PM que atirou em homem no dia do aniversário é condenado e proibido de portar arma por 2 anos

 


PM que atirou em homem no dia do aniversário é condenado e proibido de portar arma por 2 anos

Por Fabio Rodrigues, g1 São Carlos e Araraquara

 

Homem é baleado por PM em abordagem em Aguaí (SP) — Foto: Arquivo pessoal

Homem é baleado por PM em abordagem em Aguaí (SP) — Foto: Arquivo pessoal

O policial militar que atirou em um homem no dia do aniversário dele em Aguaí (SP) foi condenado à pena de 6 meses e 12 dias de detenção, em regime aberto, com direito a sursis. Ele também está proibido portar arma por dois anos.

A suspensão condicional da pena (sursis) é um benefício legal que permite ao condenado cumprir a pena em liberdade, desde que ele cumpra determinadas obrigações durante um período estabelecido pela Justiça.

O cabo Ronaldo Gonzaga foi considerado culpado pela prática do crime de lesão corporal culposa, previsto no artigo 210 do Código Penal Militar. A decisão considerou que houve culpa do réu, baseada em sua falha profissional que teve consequências gravíssimas para a vítima, baleada durante uma abordagem.

Homem é baleado por PM em abordagem em Aguaí

O caso aconteceu em fevereiro de 2024. João Diogo Pinceli estava na rua de casa, no Jardim Aeroporto, quando foi atingido por um tiro. A bala atravessou o tórax, perfurou o pulmão e ficou alojada próxima ao ombro.

“A vítima não teve nenhum amparo e ainda está com o projétil alojado nas costas”, disse o advogado Carlos Henrique Vallim dos Santos ao g1 nesta terça-feira (29). Segundo ele, a defesa irá recorrer, já que a decisão desagradou a família de João.

A decisão da Justiça de proibir que o policial porte arma por dois anos teve como justificativa a condenação atual e uma anterior, por homicídio, em 2010. Na ocasião, o policial foi condenado a quatro anos de prisão em regime aberto. O caso transitou em julgado em 2018.

A defesa do PM disse que a proibição do uso de armamento é preocupante em razão da condição dele como militar. “Ademais, qualquer condenação pode dar ensejo para resvalo disciplinar e, por essa razão também, iremos tentar buscar resultado absolutório em 2º grau”, disse o advogado Fernando Capano.

Comemoração de aniversário e tiro

Homem é beleado por policial em Aguaí — Foto: Arquivo pessoal

Homem é beleado por policial em Aguaí — Foto: Arquivo pessoal

A irmã da vítima, Jocasta Picelli da Silva Pereira, contou que a família comemorava o aniversário de João quando ele foi até a casa de uma prima que tinha chegado do trabalho e o havia chamado para lhe dar os parabéns. “Ele veio embora da casa da minha prima. A polícia fez abordagem e a arma disparou”, disse.

Em depoimento à Justiça, João contou que não ouviu os policiais darem voz de parada e que ao ser atingido pelo tiro, caiu no chão, bateu a cabeça e o olho, ficando com o rosto machucado e, ficou desacordado por cerca de cinco minutos.

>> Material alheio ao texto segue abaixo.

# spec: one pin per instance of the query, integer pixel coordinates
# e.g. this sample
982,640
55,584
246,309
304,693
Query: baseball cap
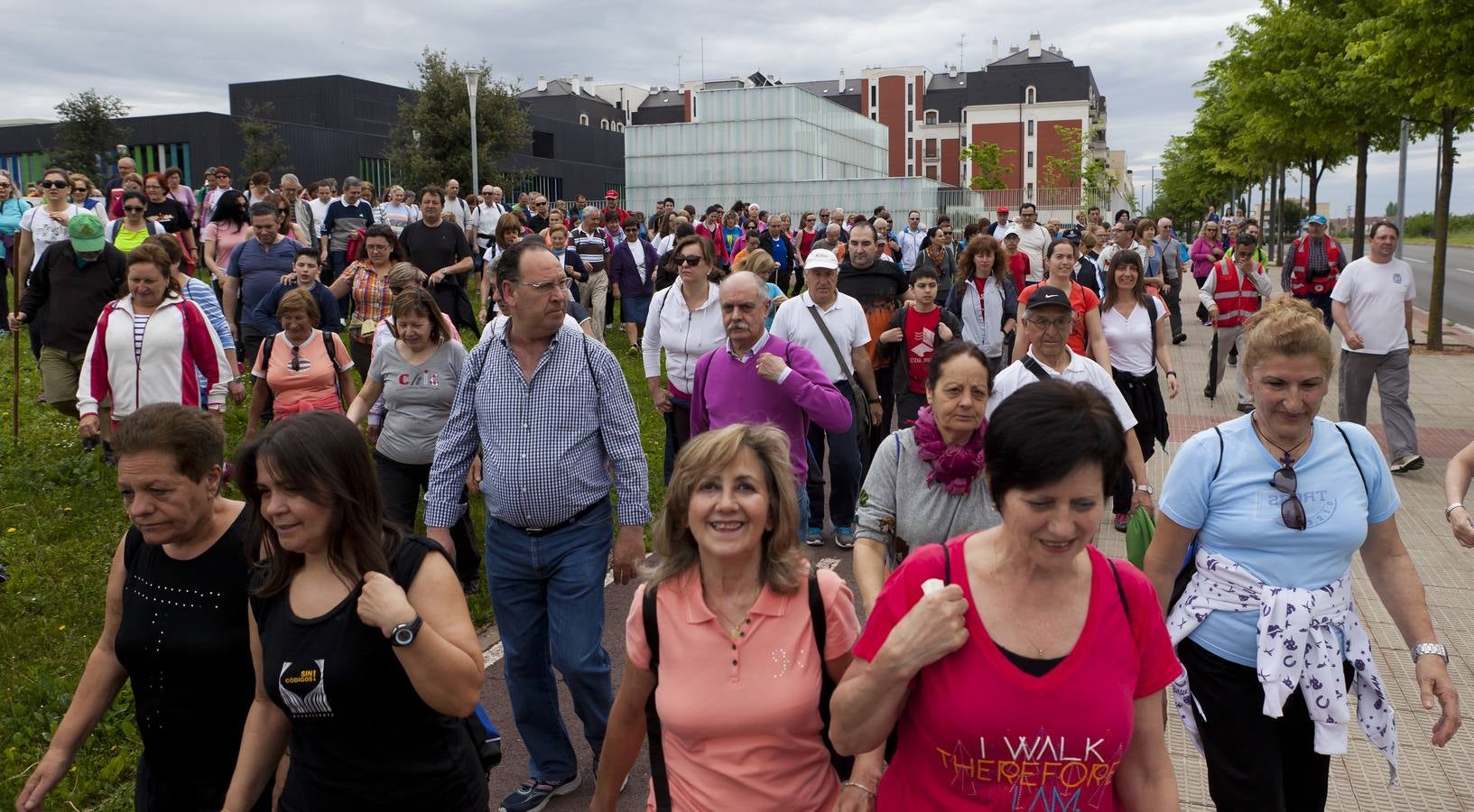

A família soube o que aconteceu apenas por meio de informações obtidas com funcionários da Santa Casa de São João da Boa Vista (SP), onde a vítima ficou internada.

“Quase não ia andar mais, quase pega na coluna, mas, graças a Deus, a bala desviou e está alojada em outro lugar. Nasceu de novo. Tem dois aniversários no mesmo dia, um que ele nasceu e outro que ele levou o tiro”, disse a irmã.